The vexing matter of human trafficking was the subject matter for consultations held between the High Commission in New Delhi and a high level task force composed of senior officials from three Ministries in Uganda. The team led by Mr Michael Karugaba, Head of Consular Department in the Ministry of Foreign Affairs met the diplomatic staff of the Uganda Mission in New Delhi on 16th December, 2019. With him was Police Commissioner who is the Co-ordinator for the Prevention of Human Trafficking in the Ministry of Internal Affairs, Mr Moses Binoga. Mr Musinguzi,a senior labour officer in  the department of employment services in the Ministry of Gender, Labour and Social Development represented the Ministry which is charged with externalisation of labour in Uganda.

The team visited the major markets for Ugandan labour in the Middle East; namely Qatar, Saudi Arabia and Oman; as well as India in South Asia. It had three objectives namely: to carry out on-site assessment of the externalisation of labour in selected countries;to assess the problems of trafficking of Ugandans to selected countries; and to identify the challenges facing Missions in the face of externalisation of labour and human trafficking. The findings of the on-site assessments would go towards recommendations on appropriate measures and policies to address these issues.

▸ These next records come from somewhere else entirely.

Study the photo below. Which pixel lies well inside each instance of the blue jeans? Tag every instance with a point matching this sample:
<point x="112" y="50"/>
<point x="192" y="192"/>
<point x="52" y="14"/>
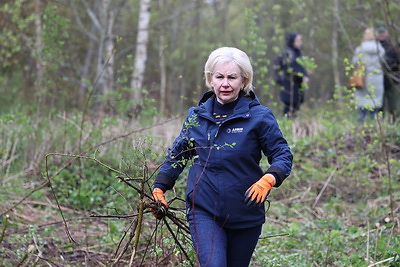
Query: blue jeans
<point x="218" y="246"/>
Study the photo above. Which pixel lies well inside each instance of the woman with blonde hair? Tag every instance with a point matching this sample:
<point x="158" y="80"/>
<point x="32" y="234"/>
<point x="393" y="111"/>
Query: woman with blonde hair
<point x="369" y="53"/>
<point x="224" y="138"/>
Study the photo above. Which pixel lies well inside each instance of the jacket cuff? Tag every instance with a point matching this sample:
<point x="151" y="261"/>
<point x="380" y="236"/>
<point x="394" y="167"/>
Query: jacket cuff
<point x="278" y="174"/>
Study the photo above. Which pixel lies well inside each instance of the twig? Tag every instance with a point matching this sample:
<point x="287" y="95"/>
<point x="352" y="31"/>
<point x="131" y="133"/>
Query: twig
<point x="380" y="262"/>
<point x="324" y="187"/>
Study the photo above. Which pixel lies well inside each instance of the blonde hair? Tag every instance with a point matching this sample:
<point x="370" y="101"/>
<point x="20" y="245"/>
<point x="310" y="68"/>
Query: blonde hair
<point x="369" y="34"/>
<point x="230" y="54"/>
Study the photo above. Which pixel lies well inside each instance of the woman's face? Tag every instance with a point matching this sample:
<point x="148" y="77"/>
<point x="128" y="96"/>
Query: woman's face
<point x="298" y="41"/>
<point x="227" y="82"/>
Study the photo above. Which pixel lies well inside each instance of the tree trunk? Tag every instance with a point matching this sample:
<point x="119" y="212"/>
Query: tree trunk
<point x="109" y="55"/>
<point x="335" y="51"/>
<point x="140" y="54"/>
<point x="38" y="52"/>
<point x="163" y="74"/>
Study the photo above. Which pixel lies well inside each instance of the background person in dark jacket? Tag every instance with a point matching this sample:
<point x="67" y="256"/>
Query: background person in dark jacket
<point x="290" y="74"/>
<point x="223" y="139"/>
<point x="391" y="67"/>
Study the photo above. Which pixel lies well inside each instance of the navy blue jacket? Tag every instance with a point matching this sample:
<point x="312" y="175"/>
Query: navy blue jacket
<point x="289" y="73"/>
<point x="225" y="159"/>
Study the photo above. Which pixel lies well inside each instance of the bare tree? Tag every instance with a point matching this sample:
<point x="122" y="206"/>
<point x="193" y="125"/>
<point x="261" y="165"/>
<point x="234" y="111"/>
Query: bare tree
<point x="141" y="54"/>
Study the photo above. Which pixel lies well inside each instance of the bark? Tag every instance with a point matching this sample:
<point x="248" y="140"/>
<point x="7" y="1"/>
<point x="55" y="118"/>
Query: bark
<point x="335" y="49"/>
<point x="163" y="75"/>
<point x="140" y="54"/>
<point x="38" y="49"/>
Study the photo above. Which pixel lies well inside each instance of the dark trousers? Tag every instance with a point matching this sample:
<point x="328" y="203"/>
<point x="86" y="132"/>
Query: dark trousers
<point x="217" y="246"/>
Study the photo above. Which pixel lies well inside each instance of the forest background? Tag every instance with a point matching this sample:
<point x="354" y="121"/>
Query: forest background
<point x="93" y="92"/>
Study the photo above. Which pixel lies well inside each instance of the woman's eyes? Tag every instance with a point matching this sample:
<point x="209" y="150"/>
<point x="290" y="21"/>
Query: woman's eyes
<point x="229" y="77"/>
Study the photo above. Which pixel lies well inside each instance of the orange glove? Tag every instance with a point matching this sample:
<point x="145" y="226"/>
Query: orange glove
<point x="259" y="190"/>
<point x="158" y="196"/>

At the meeting chaired by the Head of Mission in Delhi Mission, the team was apprised of the nature and magnitude of human trafficking in India and other countries of accreditation. The nature of human trafficking in these countries tended to be mostly, forced prostitution; although there were some cases also associated with drug trafficking. Forced prostitution involved Ugandan-based criminal gangs  and their accomplices in the host countries, which recruit young girls on the false promises of job opportunities in these countries.  Once recruited and brought to the countries, the girls were made stateless by confiscation of travel documents on arrival by their sponsors. Subsequently, they would be putout on the street to earn a stipulated sum of money for a given period of time.The implementation of this imperative would be supervised by  a network of pimps,most of them non-Ugandan, who would ensure that the girls got on the street. The trafficked girls were thus made to sell their bodies on a daily basis; until the stipulated sums of money were raised. Even then, there would be no guarantee that the girls would get back their travel documents.

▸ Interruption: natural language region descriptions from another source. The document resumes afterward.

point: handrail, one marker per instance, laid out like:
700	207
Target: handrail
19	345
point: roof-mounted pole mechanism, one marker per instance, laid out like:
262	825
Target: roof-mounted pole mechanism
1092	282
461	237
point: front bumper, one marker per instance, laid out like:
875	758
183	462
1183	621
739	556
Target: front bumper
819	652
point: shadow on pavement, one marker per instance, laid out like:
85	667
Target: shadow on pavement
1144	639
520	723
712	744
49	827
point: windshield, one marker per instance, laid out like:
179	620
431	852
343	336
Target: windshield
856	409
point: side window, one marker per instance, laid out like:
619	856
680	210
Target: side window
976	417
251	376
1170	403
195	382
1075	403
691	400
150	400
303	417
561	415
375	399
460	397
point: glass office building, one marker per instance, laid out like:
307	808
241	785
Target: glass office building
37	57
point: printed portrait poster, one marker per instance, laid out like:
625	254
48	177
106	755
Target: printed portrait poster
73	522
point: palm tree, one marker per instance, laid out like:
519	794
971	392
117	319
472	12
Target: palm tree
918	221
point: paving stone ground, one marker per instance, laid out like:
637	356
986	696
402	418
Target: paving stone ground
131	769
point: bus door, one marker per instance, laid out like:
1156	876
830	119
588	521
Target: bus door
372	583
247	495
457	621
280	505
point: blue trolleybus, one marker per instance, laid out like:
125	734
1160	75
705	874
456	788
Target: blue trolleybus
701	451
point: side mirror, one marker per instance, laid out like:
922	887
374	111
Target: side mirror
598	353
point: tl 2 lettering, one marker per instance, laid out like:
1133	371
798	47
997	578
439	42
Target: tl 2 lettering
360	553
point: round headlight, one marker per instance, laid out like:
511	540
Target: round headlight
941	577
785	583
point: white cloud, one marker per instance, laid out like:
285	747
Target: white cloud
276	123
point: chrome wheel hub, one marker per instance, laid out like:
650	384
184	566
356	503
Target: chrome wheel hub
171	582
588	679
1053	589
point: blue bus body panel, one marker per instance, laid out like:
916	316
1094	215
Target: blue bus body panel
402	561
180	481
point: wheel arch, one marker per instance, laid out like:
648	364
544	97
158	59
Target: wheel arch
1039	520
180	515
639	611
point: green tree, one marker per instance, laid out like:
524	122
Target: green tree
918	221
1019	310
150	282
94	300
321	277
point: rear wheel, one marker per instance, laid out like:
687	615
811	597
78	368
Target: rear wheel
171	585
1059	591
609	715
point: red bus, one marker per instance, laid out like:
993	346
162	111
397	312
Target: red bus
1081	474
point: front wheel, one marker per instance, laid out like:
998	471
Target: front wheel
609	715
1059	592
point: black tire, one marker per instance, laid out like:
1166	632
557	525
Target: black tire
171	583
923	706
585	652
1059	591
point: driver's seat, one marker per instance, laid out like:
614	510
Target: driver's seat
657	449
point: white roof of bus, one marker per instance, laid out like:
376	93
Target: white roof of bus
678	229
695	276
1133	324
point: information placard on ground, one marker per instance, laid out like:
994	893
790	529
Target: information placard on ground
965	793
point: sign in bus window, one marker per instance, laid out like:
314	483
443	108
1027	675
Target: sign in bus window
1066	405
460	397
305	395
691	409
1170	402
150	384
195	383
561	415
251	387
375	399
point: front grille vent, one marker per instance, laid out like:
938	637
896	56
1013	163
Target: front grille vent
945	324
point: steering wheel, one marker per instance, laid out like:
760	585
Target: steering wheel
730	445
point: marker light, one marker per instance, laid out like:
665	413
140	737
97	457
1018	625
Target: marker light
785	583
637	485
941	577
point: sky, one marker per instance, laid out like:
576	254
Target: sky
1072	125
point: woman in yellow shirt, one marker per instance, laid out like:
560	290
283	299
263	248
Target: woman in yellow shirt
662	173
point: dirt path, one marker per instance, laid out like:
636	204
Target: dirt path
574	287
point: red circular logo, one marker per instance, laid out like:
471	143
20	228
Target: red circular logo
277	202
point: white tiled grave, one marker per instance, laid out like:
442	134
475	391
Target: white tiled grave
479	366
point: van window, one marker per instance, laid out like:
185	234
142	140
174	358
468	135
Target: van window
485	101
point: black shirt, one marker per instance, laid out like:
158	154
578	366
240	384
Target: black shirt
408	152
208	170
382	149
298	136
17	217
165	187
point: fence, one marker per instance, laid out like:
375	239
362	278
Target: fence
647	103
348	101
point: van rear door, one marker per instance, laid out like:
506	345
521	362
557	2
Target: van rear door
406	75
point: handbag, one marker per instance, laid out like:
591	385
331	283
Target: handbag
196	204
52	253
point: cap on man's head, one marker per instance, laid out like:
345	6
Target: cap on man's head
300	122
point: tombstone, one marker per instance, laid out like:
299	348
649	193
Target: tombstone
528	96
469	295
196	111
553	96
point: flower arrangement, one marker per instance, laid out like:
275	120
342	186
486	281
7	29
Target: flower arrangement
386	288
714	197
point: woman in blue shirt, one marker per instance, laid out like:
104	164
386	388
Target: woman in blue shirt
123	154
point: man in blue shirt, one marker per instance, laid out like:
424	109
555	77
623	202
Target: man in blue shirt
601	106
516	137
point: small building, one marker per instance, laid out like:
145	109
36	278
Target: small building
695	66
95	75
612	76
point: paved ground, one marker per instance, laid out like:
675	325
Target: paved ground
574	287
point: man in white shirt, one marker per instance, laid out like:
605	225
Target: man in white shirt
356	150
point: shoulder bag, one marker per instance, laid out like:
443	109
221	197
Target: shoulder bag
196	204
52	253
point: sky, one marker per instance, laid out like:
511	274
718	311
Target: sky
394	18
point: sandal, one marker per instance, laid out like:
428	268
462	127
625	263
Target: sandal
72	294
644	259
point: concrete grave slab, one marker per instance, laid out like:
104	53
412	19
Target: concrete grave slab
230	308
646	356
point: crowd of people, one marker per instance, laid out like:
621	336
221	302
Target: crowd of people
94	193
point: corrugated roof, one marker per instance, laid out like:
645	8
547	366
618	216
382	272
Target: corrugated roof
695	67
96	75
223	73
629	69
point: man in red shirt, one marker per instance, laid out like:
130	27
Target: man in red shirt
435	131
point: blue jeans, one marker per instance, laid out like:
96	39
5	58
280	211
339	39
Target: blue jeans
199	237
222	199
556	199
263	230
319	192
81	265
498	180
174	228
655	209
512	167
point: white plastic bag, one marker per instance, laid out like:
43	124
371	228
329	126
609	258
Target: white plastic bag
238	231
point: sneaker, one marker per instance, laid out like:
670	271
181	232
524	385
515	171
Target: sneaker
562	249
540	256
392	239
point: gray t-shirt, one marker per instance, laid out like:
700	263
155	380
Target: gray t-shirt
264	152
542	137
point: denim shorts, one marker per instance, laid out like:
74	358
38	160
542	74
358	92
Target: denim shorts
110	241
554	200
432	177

The Mission shared its efforts to rescue and support Ugandan girls from this modern day slavery in New Delhi.  Working together with relevant departments in the Government of India, for example, the Mission had been able to penetrate the perpetrators of this trade in various cities in the country.The measures taken to apprehend these criminals resulted in the release of some of the trafficked girls. It also led to a clearer understanding of the nature and extent of the problem. As experienced by the New Delhi Mission, work to curb human trafficking, which in this case manifested in forced prostitution,needs to be jointly carried out between and among many departments of the host countries and Uganda.